Il y a dans La saison des adieux des pages merveilleuses sur la marge si étroite entre le courage et les lâchetés,les petitesses et les sursauts.Et plus encore sur la solitude du poète,cet albatros empêtré,dont les mots demeurent impuissants à enrayer l'inéluctable et sur la tragédie d'Adriaan,qui rentre chez lui au crépuscule,pour travailler,travailler toujours,témoigner et encore ce n'est pas sûr... Schoeman a fait de son personnage un homme malgré tout équilibré,presque sage et composant avec sa solitude.C'est très beau.C'est chez Phébus et 10/18.

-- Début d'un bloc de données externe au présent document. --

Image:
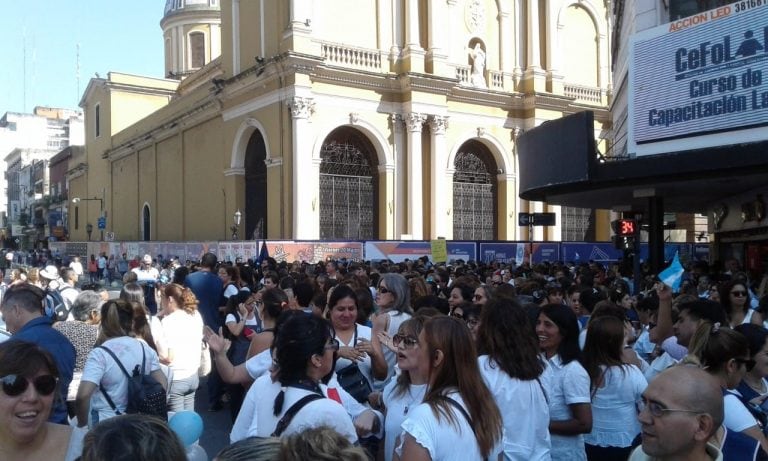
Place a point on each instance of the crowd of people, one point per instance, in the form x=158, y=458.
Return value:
x=392, y=361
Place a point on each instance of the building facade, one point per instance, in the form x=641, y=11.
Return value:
x=29, y=141
x=397, y=119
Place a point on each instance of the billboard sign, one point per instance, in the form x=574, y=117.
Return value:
x=693, y=82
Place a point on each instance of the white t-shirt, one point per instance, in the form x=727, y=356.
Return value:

Pleure encore pays bien aimé
Afrique du Sud terre d'immenses écrivains,Breyten Bretenbach,Nadine Gordimer,André Brink,J.M.Coetzee,deux Nobel.Voici Karel Schoeman dont le titre du dernier roman paru en France fait écho au célèbre Pleure ô pays bien aimé d'Alan Paton.Ce roman paru en 47 et adapté au cinéma un peu plus tard a connu une aura très importante et a commencé à faire connaître l'apartheid.Karel Schoeman sous un titre très proche raconte la visite au pays natal d'un Afrikander vivant en Suisse dans l'univers bien protégé de la diplomatie.Dans Retour au pays bien-aimé le narrateur a 30 ans et revient voir la ferme de sa prime enfance 25 ans après son départ.L'action du livre se déroule sur les quelques jours qu'il passe chez des cousins perdus de vue.Incompréhension,souvenirs communs inexistants,malentendus,le séjour ne se passe pas très bien.
Et puis George n'a plus guère de liens avec cette Afrique du Sud de 1972(date d'édition originale).Il sent confusément que la violence est là,à fleur de peau,que rien ne sera plus comme avant,que tout va à vau l'eau dans ce pays,et que le veld sera bientôt à feu et à sang.Nous sommes entre Afrikanders qui sentent bien la fin de leur monde.C'est assez court,sans exotisme et d'une violence souterraine qu laisse libre cours à l'imagination du lecteur.De la très grande littérature.